Kitten and cat companionship

Kitten and cat companionship

In this section we’ll look at:

  • The ideal approach to companionship for your kitten or cat
  • Do cats need another cat as a companion?
  • What stress-related problems can be caused if cats live together?
  • How can I ensure my cats aren’t stressed if they are living together?
  • Who should care for my cat if I go on holiday?
  • Research

Bladder Care in Cats


Stress can cause cats to develop bladder problems. Our leaflet give advice on feline stress busters, as well as tips for improving their bladder health.
The ideal approach to companionship for your kitten or cat

The ideal approach to companionship for your kitten or cat

Cats are solitary animals and generally prefer to live alone. If cats are going to be friendly, it is most likely to be with other cats they have grown up with. 

Provide enough resources for each cat – e.g. litter trays, bowls and beds etc to avoid chronic stress in a home with multiple cats.

If you go on holiday, you need to provide adequate care for your cat. It’s best if a friend or neighbour can look after your cat in your home. If this isn’t possible, your cat should be boarded at a reputable cattery.
Do cats need company

Do cats need company?

Do cats need another cat as a companion?

No. Cats like their own company and should generally be kept on their own. Living with other cats is a common cause of chronic stress. The only time that cats should be kept together is if they are kept with littermates that they grew up with.


What stress-related problems can be caused if cats live together?
  • Stressed cats can start spraying urine indoors. This is unpleasant for both the cat and the owner.
  • Stressed cats can get feline cystitis (bladder inflammation). This is painful and may cause blood to appear in the urine.

How can I ensure my cats aren’t stressed if they are living together?
  • Each cat should have their own litter tray, cat bed, hiding place, scratching post, feeding bowl and water bowl
  • Locate them around your home, so your cats can choose to avoid each other. 
  • Provide spares. If you have two cats, provide three of everything.
  • Give them plenty. Not having enough things they want is the commonest cause of stress when cats come into close contact with each other.
Who should care for my cat if I go on holiday

Who should care for my cat if I go on holiday?

You’ll need to arrange for someone responsible to care for your cat. It’s best if a friend, neighbour or pet sitter can look after your cat in your home. If this isn’t possible, your cat should be boarded at a reputable cattery.

If a friend or “pet sitter” is looking after your cat while you’re away, make sure they know about your cat’s requirements. Leave a list of information, such as how much food and exercise your cat needs, any medication they might be on and how to give it – and your vet’s contact details for emergencies.

Ensure your cat’s vaccinations are up to date, well in advance. Well-run catteries won’t allow cats to board if they haven’t been vaccinated.

You can find a pet sitter through the National Association of Registered Pet Sitters. Call 0845 230 8544 or visit their website to find a local pet sitter

Research

Research

PDSA reveals the state of our pet nation each year in a comprehensive measure of animal wellbeing in the UK – The PDSA Animal Wellbeing (PAW) Report.

Since 2011, over 21,000 pet owners, veterinary professionals and children have been surveyed to find out how dogs, cats and rabbits are cared for. Here are the findings for cats and their companionship.

Overview

Cats don’t like to live with other unrelated cats. It can negatively impact on their health and wellbeing if they do not have access to enough resources.

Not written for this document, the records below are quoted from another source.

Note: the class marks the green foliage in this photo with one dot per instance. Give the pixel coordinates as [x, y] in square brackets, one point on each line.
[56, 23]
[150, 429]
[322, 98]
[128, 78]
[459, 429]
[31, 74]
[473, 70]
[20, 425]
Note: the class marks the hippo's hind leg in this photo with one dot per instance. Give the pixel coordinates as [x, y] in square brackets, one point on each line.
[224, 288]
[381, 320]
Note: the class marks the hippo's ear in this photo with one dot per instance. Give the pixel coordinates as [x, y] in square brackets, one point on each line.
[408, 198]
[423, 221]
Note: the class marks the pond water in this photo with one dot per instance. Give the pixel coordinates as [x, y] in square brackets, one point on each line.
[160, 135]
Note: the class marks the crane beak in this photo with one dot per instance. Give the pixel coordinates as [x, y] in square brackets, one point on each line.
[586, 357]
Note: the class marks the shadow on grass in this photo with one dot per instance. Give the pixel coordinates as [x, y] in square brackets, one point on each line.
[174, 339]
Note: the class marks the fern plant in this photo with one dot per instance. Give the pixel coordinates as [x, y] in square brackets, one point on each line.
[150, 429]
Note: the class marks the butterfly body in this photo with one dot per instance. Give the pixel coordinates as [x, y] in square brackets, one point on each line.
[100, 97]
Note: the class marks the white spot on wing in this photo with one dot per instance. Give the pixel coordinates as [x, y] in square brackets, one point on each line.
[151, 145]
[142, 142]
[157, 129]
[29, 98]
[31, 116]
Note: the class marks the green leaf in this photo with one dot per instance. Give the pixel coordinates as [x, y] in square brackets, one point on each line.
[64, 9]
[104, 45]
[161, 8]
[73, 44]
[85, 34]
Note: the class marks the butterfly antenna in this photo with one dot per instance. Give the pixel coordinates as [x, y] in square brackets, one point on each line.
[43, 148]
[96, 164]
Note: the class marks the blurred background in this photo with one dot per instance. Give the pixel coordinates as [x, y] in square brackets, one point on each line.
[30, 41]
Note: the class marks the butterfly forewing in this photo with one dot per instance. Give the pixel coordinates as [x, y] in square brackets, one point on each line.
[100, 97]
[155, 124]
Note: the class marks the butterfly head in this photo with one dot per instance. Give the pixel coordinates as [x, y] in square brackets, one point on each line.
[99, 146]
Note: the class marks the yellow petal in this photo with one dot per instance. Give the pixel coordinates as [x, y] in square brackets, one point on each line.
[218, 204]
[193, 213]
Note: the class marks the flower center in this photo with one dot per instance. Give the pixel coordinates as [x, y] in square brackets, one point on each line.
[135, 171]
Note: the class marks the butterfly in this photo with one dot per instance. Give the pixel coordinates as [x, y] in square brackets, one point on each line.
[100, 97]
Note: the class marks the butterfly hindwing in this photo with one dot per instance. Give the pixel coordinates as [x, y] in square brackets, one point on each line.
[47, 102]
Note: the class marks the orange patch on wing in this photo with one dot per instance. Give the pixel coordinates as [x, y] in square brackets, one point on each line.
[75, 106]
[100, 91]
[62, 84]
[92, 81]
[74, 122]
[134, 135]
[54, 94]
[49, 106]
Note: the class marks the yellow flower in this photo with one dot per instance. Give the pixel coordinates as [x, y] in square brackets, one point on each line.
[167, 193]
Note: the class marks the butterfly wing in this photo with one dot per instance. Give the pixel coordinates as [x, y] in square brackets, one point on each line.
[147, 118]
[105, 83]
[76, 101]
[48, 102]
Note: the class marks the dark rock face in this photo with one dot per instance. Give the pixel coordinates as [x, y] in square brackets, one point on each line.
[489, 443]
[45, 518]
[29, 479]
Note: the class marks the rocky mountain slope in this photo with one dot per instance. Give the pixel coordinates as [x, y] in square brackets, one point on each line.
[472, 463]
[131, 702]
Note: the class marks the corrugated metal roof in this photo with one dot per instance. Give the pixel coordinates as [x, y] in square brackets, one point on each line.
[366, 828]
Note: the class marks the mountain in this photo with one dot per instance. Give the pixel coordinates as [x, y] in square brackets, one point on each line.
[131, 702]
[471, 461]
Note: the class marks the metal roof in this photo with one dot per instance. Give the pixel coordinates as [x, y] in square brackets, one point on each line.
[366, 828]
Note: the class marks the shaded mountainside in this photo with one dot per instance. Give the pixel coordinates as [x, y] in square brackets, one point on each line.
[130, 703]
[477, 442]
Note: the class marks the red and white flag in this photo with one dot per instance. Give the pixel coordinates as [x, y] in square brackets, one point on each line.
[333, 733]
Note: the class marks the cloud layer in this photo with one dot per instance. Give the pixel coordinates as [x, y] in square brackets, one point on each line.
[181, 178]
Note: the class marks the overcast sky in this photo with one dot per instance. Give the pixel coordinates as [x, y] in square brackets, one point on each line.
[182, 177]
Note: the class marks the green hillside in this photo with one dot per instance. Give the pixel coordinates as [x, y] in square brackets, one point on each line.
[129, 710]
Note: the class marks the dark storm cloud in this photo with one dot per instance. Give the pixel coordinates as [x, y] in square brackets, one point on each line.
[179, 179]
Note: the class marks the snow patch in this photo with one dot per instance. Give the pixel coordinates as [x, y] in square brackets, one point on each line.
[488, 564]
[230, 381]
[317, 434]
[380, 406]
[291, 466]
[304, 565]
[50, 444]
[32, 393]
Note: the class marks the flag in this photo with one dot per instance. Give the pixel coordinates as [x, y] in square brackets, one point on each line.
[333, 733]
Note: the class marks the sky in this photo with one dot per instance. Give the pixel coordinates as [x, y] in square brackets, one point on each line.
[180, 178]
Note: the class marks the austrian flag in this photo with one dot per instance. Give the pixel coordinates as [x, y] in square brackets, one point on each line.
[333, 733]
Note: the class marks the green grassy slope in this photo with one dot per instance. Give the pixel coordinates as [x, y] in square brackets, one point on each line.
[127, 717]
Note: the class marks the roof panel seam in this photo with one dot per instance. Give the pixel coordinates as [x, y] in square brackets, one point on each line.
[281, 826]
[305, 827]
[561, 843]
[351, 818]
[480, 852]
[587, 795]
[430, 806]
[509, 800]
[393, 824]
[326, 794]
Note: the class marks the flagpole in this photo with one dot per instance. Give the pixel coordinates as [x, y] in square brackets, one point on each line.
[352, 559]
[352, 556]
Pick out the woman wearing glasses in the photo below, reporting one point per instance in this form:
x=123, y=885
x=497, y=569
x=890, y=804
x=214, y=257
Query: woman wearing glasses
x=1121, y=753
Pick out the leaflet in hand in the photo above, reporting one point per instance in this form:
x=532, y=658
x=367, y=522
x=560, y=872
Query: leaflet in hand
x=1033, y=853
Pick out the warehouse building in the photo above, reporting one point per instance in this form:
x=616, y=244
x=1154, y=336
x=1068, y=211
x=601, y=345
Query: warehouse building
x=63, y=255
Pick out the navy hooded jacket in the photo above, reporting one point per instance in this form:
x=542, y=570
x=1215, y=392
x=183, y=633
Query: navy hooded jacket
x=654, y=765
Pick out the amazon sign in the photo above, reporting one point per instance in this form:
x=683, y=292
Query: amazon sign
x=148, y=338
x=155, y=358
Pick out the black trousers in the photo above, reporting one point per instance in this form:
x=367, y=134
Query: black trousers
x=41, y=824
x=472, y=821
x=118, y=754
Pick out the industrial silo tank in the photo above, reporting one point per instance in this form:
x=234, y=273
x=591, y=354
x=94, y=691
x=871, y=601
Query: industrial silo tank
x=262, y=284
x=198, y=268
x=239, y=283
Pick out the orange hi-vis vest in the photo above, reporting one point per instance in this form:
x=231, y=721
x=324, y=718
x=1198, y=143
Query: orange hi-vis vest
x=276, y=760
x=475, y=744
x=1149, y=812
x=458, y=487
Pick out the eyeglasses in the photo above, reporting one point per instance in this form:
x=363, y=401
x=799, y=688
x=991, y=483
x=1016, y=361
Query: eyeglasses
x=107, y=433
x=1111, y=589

Key findings from our most recent report:
Some owners of more than one cat are not providing them with enough resources such as litter trays and food bowls.
  • 59% of owners have one cat. 41% own two or more cats – that equates to around 3.9 million cats living in households with another cat.
  • Cat owners in the North East, Yorkshire, Humber and Wales are most likely to have three or more cats. Nearly a quarter of cat owners in Wales have three or more cats.
  • 63% of cat owners in the South East are most likely to have just one cat.

Top Tip...Think twice before getting a second cat as a ‘friend’ or companion for your existing cat. Cats are naturally solitary animals: they usually prefer to live alone.

“Cats are fantastic companion animals but their natural behaviour does not prepare them very well for living in houses with people and other cats. Early experiences are crucial to ensure that they are comfortable with social interaction from people, and kittens need to be handled appropriately from a very early age. 

They also need special consideration if people wish to own more than one cat. Living with housemates can be very stressful and cats are not naturally tolerant of feline company. They can learn to enjoy it but it is important to make sure that their environment is suitable and especially that they are not being expected to share resources, such as food, water, litter facilities and resting places, with other cats. If they do so out of choice that is a different matter! Cats like to be in control and having choices is very important to them, as is privacy and a chance to eat and rest alone.”


Sarah Heath BVSc DipECVBM-CA CCAB MRCVS European Veterinary Specialist in Behavioural Medicine (Companion Animals).